Data Science for similarity and crystal-structure prediction in Materials
Mission and Research Topics
With the advent of high-throughput materials science computations, millions of calculated data are now available to the scientific community (see the Novel Materials Discovery (NOMAD) repository, the NOMAD laboratory and references therein). This represents an unprecedented opportunity for data driven materials science.
Artist's impression of the application of data science to materials science. The picture on the right was automatically generated by a convolutional neural network starting from the two pictures on the left, so the "artist" is the neural network itself!
The research of this group is focused on developing and implementing scalable and efficient computational methods to automatically (or semi-automatically) extract knowledge from materials science data.

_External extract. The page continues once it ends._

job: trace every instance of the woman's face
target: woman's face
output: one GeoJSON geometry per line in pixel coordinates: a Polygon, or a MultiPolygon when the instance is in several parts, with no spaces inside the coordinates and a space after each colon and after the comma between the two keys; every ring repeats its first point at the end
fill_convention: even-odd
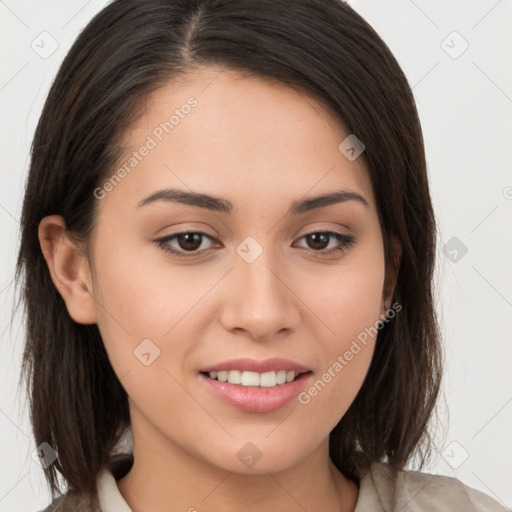
{"type": "Polygon", "coordinates": [[[91,246],[91,304],[136,449],[285,469],[327,446],[385,310],[364,163],[339,149],[349,133],[319,103],[255,75],[203,68],[145,106],[95,192],[91,246]],[[205,373],[219,365],[231,383],[205,373]],[[293,368],[298,380],[277,384],[293,368]]]}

More specifically, we work in the following two areas:
- Materials similarities: We develop methods to assess similarities and to build similarity maps between materials, these similarities being based on either structural, mechanical or chemical properties. On the one hand, such maps can be used to eliminate redundancy in materials science databases. On the other hand, these materials maps would also reveal which regions of this high-dimensional space have not been explored yet, but may contain novel materials with unusual properties.
- Crystal-structure classification and prediction (in collaboration with Dr. Luca Ghiringhelli): We use low-dimensional representations of physical systems (descriptors) and supervised learning techniques – in particular neural networks and kernel methods - to automatically classify crystal structures. Moreover, we will apply these approaches to technologically relevant crystal-structure prediction problems.
Being part of the Novel Materials Discovery European Center of Excellence, we are making the computational tools that stem from our research available to the scientific community with both easy-the-use and more advanced tutorials in the context of the NOMAD Analytics Toolkit.
The starting point of our research are state-of-the-art data science techniques, such as for example convolutional and siamese neural networks, kernel methods, hierarchical clustering algorithms, and various dimensionality reduction methods. On top of this, we integrate our physical insight and domain knowledge in both descriptor identification (how the system is represented) and modeling, modifying current algorithms according to the physical problem that needs to be solved. In fact, we strongly believe that the application of data science to materials should not only lead to transferable models with excellent performance, but more importantly generate value through real physical and chemical insight.